Les licenciés se sont mobilisés devant la Victoria House ce matin pour suivre le déroulement des négociations au ministère du Travail dans l’affaire de suppression d’emploi au sein de l’usine Texto Ltée située à Vallée-des-Prêtres et visant 43 personnes fin mai dernier. L’affaire a été portée devant le ministère du Travail lors d’une première réunion de négociations tripartite, laquelle a été ajournée à mardi prochain.

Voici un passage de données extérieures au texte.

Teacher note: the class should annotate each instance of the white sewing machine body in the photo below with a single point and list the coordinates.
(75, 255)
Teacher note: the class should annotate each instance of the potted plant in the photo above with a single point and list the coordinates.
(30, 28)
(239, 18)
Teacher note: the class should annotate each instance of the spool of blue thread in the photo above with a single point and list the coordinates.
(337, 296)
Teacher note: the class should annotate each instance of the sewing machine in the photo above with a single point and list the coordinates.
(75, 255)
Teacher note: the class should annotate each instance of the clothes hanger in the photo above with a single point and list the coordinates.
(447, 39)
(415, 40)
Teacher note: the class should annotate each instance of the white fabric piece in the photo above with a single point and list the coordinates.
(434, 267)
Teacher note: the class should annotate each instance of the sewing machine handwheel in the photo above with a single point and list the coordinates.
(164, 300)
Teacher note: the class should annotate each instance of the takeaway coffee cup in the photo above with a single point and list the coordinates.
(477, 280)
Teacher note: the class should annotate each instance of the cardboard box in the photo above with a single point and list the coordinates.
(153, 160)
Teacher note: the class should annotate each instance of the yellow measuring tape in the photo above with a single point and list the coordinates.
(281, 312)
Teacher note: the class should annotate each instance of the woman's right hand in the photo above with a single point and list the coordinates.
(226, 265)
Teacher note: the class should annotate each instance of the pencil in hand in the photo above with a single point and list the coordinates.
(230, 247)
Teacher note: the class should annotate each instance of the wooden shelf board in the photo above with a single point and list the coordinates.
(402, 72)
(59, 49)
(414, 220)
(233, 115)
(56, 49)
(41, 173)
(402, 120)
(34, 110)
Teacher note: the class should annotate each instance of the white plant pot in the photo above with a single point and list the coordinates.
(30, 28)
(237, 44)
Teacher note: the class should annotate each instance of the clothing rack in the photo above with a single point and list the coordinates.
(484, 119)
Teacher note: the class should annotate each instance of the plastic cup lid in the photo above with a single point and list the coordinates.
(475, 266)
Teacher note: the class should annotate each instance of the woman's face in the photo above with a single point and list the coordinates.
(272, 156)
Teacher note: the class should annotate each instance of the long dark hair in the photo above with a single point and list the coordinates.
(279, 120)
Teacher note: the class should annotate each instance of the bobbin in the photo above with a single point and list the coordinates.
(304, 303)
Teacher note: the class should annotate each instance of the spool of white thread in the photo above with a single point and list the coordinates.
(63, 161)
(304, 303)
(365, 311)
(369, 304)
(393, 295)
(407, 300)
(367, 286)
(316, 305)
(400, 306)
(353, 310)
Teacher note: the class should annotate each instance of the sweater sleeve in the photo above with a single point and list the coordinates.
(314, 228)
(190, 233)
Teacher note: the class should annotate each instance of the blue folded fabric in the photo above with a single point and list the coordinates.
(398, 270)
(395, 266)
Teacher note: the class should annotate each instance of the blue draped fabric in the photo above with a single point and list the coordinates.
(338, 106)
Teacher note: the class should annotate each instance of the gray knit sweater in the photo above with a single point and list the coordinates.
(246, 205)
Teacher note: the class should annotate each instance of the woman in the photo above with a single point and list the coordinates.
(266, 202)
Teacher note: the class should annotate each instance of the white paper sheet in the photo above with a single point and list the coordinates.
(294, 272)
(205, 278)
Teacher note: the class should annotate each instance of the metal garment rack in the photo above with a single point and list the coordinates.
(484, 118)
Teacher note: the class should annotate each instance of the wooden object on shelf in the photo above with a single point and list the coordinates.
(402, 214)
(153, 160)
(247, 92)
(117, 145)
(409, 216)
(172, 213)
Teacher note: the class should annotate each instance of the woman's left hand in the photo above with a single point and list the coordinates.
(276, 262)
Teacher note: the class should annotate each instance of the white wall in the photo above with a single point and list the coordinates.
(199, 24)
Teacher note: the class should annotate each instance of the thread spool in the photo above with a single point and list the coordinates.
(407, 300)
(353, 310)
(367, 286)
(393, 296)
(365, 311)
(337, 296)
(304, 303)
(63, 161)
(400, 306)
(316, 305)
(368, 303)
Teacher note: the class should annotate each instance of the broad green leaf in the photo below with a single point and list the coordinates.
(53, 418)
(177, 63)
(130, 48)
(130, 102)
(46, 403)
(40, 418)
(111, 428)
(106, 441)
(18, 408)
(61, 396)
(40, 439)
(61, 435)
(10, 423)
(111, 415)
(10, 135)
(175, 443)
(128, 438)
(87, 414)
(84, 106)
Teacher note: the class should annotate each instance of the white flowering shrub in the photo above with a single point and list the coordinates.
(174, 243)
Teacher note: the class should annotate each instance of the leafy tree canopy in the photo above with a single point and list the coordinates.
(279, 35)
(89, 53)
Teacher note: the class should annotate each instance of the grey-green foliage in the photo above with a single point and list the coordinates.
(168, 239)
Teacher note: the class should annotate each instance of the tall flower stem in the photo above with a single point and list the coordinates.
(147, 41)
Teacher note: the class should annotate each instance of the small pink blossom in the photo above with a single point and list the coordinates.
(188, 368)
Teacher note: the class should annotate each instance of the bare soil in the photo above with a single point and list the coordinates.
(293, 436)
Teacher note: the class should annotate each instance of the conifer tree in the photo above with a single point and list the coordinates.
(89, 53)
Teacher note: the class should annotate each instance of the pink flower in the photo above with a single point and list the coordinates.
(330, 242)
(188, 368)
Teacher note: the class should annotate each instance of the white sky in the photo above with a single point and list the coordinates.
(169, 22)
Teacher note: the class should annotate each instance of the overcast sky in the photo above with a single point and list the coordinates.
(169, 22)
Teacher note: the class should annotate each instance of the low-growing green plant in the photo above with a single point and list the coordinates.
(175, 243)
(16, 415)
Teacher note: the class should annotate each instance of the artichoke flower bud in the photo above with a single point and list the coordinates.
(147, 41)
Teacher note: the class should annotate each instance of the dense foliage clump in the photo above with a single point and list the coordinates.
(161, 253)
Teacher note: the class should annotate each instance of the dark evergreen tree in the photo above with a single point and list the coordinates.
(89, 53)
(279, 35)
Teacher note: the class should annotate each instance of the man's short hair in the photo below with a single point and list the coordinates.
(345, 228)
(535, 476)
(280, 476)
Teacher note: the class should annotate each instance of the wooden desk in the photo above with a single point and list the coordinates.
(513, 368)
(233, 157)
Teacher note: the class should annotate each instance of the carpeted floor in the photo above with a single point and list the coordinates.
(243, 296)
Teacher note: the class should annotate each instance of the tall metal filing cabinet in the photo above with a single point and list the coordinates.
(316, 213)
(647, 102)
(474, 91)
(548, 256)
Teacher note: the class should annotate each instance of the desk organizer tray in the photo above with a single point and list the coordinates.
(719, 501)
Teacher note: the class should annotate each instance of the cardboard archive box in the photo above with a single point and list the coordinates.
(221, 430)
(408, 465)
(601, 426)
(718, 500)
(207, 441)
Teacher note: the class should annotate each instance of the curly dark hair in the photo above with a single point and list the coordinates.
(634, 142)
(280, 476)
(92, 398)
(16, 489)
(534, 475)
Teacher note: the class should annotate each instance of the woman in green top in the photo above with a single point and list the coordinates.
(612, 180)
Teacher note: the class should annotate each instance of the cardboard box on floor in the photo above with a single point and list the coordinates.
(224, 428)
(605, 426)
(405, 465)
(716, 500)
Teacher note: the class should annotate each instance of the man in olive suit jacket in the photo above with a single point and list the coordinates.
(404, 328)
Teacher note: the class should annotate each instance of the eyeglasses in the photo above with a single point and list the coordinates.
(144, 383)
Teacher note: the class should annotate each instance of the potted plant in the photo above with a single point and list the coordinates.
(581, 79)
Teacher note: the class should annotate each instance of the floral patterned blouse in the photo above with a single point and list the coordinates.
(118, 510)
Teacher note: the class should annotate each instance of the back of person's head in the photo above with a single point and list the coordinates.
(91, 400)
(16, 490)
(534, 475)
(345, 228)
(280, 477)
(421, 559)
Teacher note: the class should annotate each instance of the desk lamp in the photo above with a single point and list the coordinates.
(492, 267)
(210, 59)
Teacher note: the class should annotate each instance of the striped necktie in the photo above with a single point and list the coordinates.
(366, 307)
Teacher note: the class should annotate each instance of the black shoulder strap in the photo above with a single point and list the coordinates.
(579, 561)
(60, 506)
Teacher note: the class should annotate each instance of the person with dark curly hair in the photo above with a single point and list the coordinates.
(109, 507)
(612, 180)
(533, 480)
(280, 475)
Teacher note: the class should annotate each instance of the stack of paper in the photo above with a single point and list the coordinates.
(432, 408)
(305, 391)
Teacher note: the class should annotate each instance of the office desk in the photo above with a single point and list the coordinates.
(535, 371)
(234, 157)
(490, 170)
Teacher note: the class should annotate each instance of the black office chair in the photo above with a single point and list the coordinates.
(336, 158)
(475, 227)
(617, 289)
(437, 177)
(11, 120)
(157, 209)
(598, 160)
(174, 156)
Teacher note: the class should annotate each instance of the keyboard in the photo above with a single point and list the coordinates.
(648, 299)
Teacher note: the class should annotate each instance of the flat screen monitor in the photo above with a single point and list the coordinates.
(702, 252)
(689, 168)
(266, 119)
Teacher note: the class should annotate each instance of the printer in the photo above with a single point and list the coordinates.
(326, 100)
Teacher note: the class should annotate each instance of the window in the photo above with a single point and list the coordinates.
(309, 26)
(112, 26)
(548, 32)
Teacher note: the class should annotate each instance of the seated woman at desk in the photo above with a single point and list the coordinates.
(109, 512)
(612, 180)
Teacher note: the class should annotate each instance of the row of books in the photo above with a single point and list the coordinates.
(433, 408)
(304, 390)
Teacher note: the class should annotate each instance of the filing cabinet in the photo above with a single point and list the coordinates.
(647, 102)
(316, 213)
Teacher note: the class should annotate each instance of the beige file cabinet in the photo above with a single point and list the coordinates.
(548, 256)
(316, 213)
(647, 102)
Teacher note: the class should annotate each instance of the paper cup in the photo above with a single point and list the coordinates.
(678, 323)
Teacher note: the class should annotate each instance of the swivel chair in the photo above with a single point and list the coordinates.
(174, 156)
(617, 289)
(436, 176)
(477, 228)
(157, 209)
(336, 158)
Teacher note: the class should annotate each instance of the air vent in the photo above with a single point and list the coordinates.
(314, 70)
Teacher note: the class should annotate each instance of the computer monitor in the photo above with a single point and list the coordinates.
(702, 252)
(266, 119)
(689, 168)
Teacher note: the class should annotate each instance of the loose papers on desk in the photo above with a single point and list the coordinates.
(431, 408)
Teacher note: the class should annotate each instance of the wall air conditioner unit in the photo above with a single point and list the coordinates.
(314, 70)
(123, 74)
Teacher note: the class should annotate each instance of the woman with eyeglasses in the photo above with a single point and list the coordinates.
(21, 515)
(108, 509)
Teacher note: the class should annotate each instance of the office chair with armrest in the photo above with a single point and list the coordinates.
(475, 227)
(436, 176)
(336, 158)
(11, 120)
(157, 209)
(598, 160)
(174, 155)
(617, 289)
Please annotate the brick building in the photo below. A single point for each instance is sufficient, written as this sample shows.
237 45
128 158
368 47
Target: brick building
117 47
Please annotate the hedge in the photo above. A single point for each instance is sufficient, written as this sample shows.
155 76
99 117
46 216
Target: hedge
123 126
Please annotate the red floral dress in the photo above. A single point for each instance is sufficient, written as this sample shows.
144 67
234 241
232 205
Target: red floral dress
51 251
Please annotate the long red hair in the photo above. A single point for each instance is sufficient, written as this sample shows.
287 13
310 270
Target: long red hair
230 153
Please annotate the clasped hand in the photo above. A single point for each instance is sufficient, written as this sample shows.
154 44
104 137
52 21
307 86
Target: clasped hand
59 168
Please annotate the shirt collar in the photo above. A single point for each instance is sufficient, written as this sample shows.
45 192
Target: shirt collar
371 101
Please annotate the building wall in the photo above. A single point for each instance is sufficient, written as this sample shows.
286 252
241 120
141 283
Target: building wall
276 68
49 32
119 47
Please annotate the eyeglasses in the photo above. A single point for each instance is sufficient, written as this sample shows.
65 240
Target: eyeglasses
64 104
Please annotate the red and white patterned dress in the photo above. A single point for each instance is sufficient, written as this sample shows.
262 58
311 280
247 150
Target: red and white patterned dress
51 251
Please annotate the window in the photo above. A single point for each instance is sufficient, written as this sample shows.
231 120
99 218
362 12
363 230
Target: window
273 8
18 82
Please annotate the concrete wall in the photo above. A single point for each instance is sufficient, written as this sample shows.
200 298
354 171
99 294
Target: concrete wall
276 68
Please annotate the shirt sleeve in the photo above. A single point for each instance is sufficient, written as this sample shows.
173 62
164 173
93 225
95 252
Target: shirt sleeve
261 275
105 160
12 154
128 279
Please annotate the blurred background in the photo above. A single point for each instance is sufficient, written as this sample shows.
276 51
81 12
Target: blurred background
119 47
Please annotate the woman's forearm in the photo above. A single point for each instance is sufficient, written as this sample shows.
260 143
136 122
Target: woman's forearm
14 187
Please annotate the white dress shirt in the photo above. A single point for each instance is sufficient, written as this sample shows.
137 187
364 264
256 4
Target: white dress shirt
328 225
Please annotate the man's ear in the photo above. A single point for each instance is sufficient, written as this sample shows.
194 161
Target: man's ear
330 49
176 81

Semaine agitée pour les 43 licenciés de Texto Ltée. Après une manifestation devant l’usine mardi dernier pour dénoncer leur limogeage, leur représentant syndical, Atma Shanto de la Fédération des Travailleurs Unis (FTU), ainsi que deux ex-employés ont assisté à une réunion tripartite au siège du ministère du Travail. Étaient aussi présents les représentants de l’usine Texto Ltée et leur homme de loi. Le syndicat espérait rencontrer le ministre du Travail par intérim, Showkutally Soodhun – qui remplace Soodesh Callichurn, actuellement en déplacement en Suisse pour une conférence du BIT –, mais c’est un haut cadre du ministère qui a finalement présidé cette première réunion à la Victoria House.
Le 29 mai dernier, la direction de l’usine Texto a remis à certains de ses employés leur feuille de route dans le cadre d’un exercice de réduction de son personnel, invoquant la crise économique et un « shortage of orders ». Les critères ayant été pris en considération pour effectuer cette opération de dégraissage étaient l’âge, la performance ainsi que le nombre de jours d’absence.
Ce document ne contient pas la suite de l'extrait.